MŚ 2019: Norwegowie wracają do gry o półfinał. Szwedzi pokonani w derbach
Norwegowie dostali drugie życie w MŚ 2019. W meczu ostatniej szansy pokonali Szwedów 30:27 i mają otwartą drogę do półfinału. Los drugiej skandynawskiej drużyny nie zależy już wyłącznie od jej postawy.
Temperaturę meczu podniosła jeszcze sytuacja w tabeli. Porażka Norwegów - wicemistrzów świata 2017 - eliminowała ich ze strefy medalowej i oznaczała awans Szwedów.
To była twarda, skandynawska piłka ręczna, zawodnicy zapewne dopiero w hotelu odczują starcia z obrońcami. Wet za wet, wymiana ciosów przez 60 minut. Szybkie wznowienia Norwegów, swoją drogą wyprowadzane w kapitalnym tempie, po chwili błyskawiczne wyjście Szwedów. Dogranie do kołowego Bjarte Myrhola, identyczna odpowiedź i radość Andreasa Nilssona. Lukas Nilsson rywalizujący z Sanderem Sagosenem, czyli pojedynek dwóch znakomitych rozgrywających młodego pokolenia. Mikael Appelgren i Andreas Palicka kontra duet norweskich bramkarzy. Działo się.
ZOBACZ WIDEO Czy już za moment Piątek trafi do Milanu? "To ogromne ryzyko"Najgroźniejszą bronią Norwegów wcale nie okazali się rozgrywający, przynajmniej w statystykach. Appelgrena do wściekłości doprowadzał lewoskrzydłowy Magnus Jondal, przed przerwą skończył z powodzeniem wszystkie akcje (7/7), po 60 minutach na jego koncie było aż 11 goli. Szwedzi dali się podpuścić, do przesady szukali na kole Nilssona, a Magnus Gullerud tylko na to czekał. Nie spuszczał go z oka, po przechwytach karę wymierzał Sagosen.
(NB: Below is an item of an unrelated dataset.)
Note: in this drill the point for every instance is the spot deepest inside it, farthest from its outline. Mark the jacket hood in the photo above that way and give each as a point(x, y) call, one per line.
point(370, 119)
Zaczęło się niewinnie, od prowadzenia Norwegów 17:14 przed przerwą. Po powrocie dwa wykluczenia po szwedzkiej stronie, następne niedokładności, błędy w ataku i zrobiło się 22:15. Pętla powoli się zaciskała, porażka oznaczała dla wicemistrzów Europy konieczność pokonania rozpędzonych Duńczyków i liczenie na korzystny bilans... Na pewno przeszkadzały im absencje dwóch kluczowych graczy. Kontuzjowani Jim Gottfridsson, MVP ME 2018, oraz Jesper Nielsen na trybunach obgryzali paznokcie z nerwów.
Półfinał uciekał z każdą minutą, ale nie poddali się. Coraz częściej piłki docierały do Nilssona, między słupkami obudził się Palicka, kolegów poderwał ten najstarszy, Kim Andersson. Strat nie udało się jednak odrobić, w ważnym momencie liderem z krwi i kości stał się Sagosen, biorący na siebie odpowiedzialność.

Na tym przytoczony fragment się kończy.